UTE Indian Tribe of the Uintah & Ouray Reservation v. Lawrence

Decision Date15 July 2022
Docket Number2:16-cv-00579-TC
CourtU.S. District Court — District of Utah
PartiesUTE INDIAN TRIBE OF THE UINTAH & OURAY RESERVATION, a federally recognized Indian Tribe and a federally chartered corporation, the UINTAH AND OURAY TRIBAL BUSINESS COMMITTEE, and UTE ENERGY HOLDINGS LLC, a Delaware LLC, Plaintiffs, v. HONORABLE BARRY G. LAWRENCE, District Judge, Utah Third Judicial District Court, in his Individual and Official Capacities, and LYNN D. BECKER, Defendants.
MEMORANDUM DECISION AND ORDER

TENA CAMPBELL UNITED STATES DISTRICT JUDGE

Following the Tenth Circuit's remand order in Ute Indian Tribe of the Uintah & Ouray Reservation v. Lawrence (Lawrence II), 22 F.4th 892 (10th Cir. 2022), the court denied the Tribe's request for attorneys' fees under 42 U.S.C § 1988. (ECF No. 239.) With no outstanding claims or issues to decide, the court entered a permanent injunction and final judgment. (ECF Nos. 240 & 241.) Now the Tribe seeks to resurrect its § 1983 claim (and thereby its entitlement to § 1988 attorneys' fees) by first reopening the judgment and then amending its complaint. (ECF Nos. 244 & 243.) The Tribe also wants the judgment amended to include the $11,774.66 and $2,028.00 in costs taxed against Defendant Lynn D. Becker. (ECF Nos. 241 &amp 242.)

The Tribe's proposed second amended complaint removed its claims for injunctive and declaratory relief, leaving only a § 1983 claim against Defendant Judge Barry G. Lawrence yet it still named Mr. Becker as a defendant. (See Mot. to Amend Compl.
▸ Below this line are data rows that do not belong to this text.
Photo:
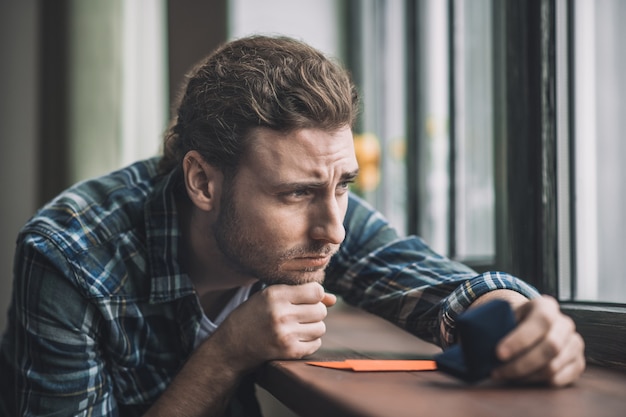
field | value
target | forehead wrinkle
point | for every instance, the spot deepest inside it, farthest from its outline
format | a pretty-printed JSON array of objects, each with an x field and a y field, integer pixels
[{"x": 284, "y": 163}]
Ex. 2 (Initial Proposed Second Am Compl.), ECF No. 243-2.) Impelled by the unusual request to amend the complaint six years after the case was filed, the court ordered supplemental briefing on three issues. First, the court asked whether an amended complaint would undo any of its prior orders-including the permanent injunction it entered on February 28, 2022-and whether Mr. Becker could remain a defendant despite there being no pending claims against him.[1] Second, the court asked about Judge Lawrence's potential immunity under the Eleventh Amendment. Third, the court asked whether Plaintiff Shaun Chapoose and the Tribe in its corporate capacity were “persons” under § 1983. (See Suppl. Br. Order, ECF No. 258.) The parties have since fully briefed these issues. (ECF Nos. 263, 264, 268 & 269.)

For the following reasons, the court DENIES both pending motions.

I. Motion to Reopen Judgment

The Tribe filed a Rule 59 motion for reconsideration, or to alter or amend judgment, or alternatively, a Rule 60 motion to reopen judgment.” (ECF No. 244.) It cites two grounds for relief. First, the court “prematurely” entered judgment because it did not wait for the Tribe's costs to be taxed by the Clerk of Court. Second, the court denied the Tribe's motion for attorneys' fees without allowing the “adversarial process” to play out. The Tribe filed this motion contemporaneously with its motion to amend its complaint to (better) state a claim under § 1983. Functionally, the Tribe needs the judgment reopened before it can amend its complaint and pursue a new § 1983 claim.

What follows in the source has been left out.